A Questionnaire Follow-Up of Alcoholic Patients

Abstract
As a simple follow-up scheme, a direct questionnaire of 12 items was mailed to 270 of the 364 alcoholic patients discharged from a Cape Town hospital for alcoholics during the period March 1959 to August 1961. The patients had received intensive group psychotherapy in the hospital which was run on therapeutic community principles. After discharge all were advised to take disulfiram and were offered much help in social rehabilitation. The questionnaire was designed to be nonthreatening, to express interest, and to encourage relapsed patients to contact the hospital. Follow-up information was obtained from those who did not respond to the questionnaire by letter or telephone call to the patient, a relative or his doctor. Of the 270 patients, 94 (35%) completed and returned the questionnaire; 5 were women. Information was obtained about 135 of the nonresponders (18 women). Of the 94 responders, 74 were abstinent; and of the 135 nonresponders, 69 were abstinent. No relationship between abstinence and time since discharge was found. The incidence of abstinence was the same in men and women. For revealing prognostic factors, the 94 responders were compared with the 135 nonresponders and also with a control group of 94 nonrespondent patients consisting of the next new admission to the hospital following the admission of each responder. The age distribution, employment status and religious denomination of the responders and controls were similar.
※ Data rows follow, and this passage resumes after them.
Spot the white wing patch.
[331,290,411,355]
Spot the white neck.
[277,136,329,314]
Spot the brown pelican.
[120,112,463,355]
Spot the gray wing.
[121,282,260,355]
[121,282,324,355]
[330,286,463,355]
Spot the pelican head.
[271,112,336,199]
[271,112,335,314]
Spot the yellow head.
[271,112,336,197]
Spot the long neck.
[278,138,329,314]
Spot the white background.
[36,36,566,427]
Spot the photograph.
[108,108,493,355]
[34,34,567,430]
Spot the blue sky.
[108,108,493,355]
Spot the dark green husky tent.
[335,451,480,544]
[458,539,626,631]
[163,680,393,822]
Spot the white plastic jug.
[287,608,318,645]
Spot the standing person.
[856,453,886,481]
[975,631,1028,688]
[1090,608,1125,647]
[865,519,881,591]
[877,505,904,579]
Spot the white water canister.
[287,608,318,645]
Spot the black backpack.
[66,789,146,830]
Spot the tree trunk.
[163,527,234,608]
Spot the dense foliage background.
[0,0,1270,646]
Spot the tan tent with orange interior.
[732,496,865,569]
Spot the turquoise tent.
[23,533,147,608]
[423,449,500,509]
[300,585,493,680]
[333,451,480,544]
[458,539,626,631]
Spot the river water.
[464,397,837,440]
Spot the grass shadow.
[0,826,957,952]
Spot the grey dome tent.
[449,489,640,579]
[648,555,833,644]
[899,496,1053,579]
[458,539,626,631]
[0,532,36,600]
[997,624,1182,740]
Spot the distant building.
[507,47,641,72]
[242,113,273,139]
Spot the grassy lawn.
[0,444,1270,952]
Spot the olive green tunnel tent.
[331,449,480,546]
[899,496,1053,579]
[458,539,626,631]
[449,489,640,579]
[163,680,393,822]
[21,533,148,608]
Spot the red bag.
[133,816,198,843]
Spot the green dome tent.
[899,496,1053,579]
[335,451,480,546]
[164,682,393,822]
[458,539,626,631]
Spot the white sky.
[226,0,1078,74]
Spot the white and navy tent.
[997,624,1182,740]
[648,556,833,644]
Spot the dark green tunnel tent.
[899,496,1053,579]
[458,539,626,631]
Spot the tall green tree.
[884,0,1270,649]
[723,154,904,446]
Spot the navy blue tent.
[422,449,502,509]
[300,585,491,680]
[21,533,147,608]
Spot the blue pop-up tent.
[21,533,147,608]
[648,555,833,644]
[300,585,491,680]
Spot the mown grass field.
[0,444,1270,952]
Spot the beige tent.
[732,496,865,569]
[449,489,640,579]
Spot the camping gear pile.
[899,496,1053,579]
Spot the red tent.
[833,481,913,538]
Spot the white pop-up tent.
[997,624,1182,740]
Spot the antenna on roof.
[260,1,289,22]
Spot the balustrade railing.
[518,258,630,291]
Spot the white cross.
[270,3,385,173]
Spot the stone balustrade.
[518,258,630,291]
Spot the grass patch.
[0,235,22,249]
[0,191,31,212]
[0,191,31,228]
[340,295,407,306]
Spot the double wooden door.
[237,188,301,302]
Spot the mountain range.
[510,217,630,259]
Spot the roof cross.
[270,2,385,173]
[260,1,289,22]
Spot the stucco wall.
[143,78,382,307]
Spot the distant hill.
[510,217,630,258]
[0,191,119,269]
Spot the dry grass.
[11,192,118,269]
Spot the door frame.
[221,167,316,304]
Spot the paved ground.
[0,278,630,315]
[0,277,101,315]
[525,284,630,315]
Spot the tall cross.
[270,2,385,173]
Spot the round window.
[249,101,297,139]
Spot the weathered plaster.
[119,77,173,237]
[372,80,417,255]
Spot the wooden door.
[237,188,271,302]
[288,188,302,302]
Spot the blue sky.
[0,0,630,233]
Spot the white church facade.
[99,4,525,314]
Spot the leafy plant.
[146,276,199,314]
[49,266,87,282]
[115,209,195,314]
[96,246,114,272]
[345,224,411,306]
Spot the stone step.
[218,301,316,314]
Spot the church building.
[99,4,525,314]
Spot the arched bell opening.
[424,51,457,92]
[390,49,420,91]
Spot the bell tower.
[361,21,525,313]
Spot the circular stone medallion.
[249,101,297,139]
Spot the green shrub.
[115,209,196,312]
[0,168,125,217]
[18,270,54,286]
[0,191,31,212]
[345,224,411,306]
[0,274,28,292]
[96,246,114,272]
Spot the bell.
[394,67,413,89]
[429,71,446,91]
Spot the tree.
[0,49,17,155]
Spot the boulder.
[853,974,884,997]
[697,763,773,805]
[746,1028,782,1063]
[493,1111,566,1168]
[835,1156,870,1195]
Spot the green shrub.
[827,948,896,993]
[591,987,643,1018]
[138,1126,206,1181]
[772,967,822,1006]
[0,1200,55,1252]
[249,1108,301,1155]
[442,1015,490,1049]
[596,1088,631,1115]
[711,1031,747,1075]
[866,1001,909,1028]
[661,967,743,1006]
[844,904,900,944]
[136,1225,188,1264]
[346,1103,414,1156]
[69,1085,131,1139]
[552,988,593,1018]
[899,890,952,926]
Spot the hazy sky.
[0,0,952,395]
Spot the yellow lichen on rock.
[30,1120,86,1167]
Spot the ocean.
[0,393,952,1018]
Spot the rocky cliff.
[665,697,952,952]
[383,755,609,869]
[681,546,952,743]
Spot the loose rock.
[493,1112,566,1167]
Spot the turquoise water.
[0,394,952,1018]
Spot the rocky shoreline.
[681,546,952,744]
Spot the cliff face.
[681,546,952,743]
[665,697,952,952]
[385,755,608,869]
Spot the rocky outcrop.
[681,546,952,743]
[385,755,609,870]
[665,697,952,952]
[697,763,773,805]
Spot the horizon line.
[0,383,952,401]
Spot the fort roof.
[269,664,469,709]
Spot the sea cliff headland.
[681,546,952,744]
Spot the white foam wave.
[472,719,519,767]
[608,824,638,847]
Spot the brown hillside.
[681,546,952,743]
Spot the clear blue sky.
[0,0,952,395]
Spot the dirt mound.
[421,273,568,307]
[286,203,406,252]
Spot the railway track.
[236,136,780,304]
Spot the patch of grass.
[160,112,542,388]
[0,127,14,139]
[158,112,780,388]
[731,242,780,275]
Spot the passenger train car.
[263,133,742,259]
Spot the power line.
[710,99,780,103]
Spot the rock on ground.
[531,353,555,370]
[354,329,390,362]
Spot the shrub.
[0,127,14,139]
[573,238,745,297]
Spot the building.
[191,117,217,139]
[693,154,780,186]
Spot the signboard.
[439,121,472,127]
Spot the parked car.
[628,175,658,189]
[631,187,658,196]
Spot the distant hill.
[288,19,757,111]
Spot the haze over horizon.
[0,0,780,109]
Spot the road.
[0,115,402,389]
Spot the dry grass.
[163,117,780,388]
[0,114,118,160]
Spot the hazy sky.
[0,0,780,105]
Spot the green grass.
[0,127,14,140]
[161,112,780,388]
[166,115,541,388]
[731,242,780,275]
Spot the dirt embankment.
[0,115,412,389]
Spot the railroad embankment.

The responders included significantly more patients who were legally married on admission and who maintained an independent household than the controls. Among the responders, abstinence was not related to sex, occupational class, marital status or employment status on admission, or to the length of follow-up. Outcome was better in patients aged 45 years and over (55 abstinent, 16 drinking, vs. 19 and 3); those maintaining an independent household (55 abstinent, 9 drinking, vs. 19 and 10); and those not of the Dutch Reformed Church. Of those belonging to this church, 26 were abstinent and 11 drinking; Church of England, 17 and 2; other Protestant, 16 and 3; Roman Catholic, 9 and 2; Jewish, 1 and 1; other, 4 and 0.